We have a problem, how big or small I’m yet to figure out.
Right now commitment creation for raw record (with parameters from v2.3 spec) is slow takes ~200ms on my machine: Slow comitment to polynomial with blst_from_scratch · Issue #202 · sifraitech/rust-kzg · GitHub
It is not as bad during normal usage, but there are cases like during development, initial node startup and node sync it’ll occupy a significant amount of time.
Specifically, it takes ~25 seconds to commit to 128 pieces, which I can try to work around with parallelism, but it is still an expensive operation even though we’re not doing witness creation for those large polynomials.
Is there something we can do beyond parallelism to accelerate it?
First, I could explore other functions they have in rust-kzg
that may be faster. Hopefully, doing a linear combination with a trusted setup directly with lower-level primitives than commit-to-poly
can help.
Second, if create-polynomial
takes a significant time, we can explore treating trusted setup in Lagrange form (like ETH) vs the coefficient form we use currently. That, however would require some modifications to proof computation functions either upstream or a fork.
So I have tried the rust-kzg
devs suggestion of porting Variable Base Multiscalar Multiplication to blst-from-scratch
(by copy-pasting and changing types to blst types, forgive me):
- With the feature
parallel
enabled on a 2^15 poly, MSM is better:
create-polynomial time: [1.6686 ms 1.6810 ms 1.7017 ms]
commit time: [82.195 ms 83.207 ms 84.294 ms]
create-witness time: [137.34 ms 137.64 ms 137.90 ms]
- Without parallelism, MSM turned out to be three times worse than our
main
:
create-polynomial time: [4.8556 ms 4.8603 ms 4.8655 ms]
commit time: [616.63 ms 616.88 ms 617.17 ms]
create-witness time: [632.05 ms 633.69 ms 635.44 ms]
- Enabling ‘parallel’ for
blst-from-scratch
does not affect main
commitment performance because the g1_linear_combination
function rust-kzg
uses to commit has no cfg
for parallel.
How critical do you consider this issue to be? How much time should we spend right now improving commitment performance, or can we move forward with what we have?
I’m already parallelizing commitments creation in Improve archiver performance by nazar-pc · Pull Request #1323 · subspace/subspace · GitHub (still needs some fixes apparently, but should be merged soon) and there is some more potential for it still.
Parallelism would help us in some cases, but more generally we’d ideally have a cheaper algorithm in general. We don’t expect people run 128-thread machines to benefit massively from threading, it should become faster in single-threaded mode if possible.
I’m not sure it is a blocker yet, but when we start getting bigger blocks it will become a bigger issue and it will certainly impact sync time significantly. So not a blocker, but certainly very important consideration.

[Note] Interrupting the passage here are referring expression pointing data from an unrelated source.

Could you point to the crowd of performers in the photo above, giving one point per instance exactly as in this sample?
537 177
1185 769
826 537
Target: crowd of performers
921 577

Variable base MSM is slower in a single thread. Another avenue to explore from a purely mathematical perspective is that we always multiply with the same set of points (aka trusted setup) and random sets of scalars, not random points to random scalars as in the general case. Maybe there is a way to precompute some operations (for instance this paper). Let’s come back to this when the time comes.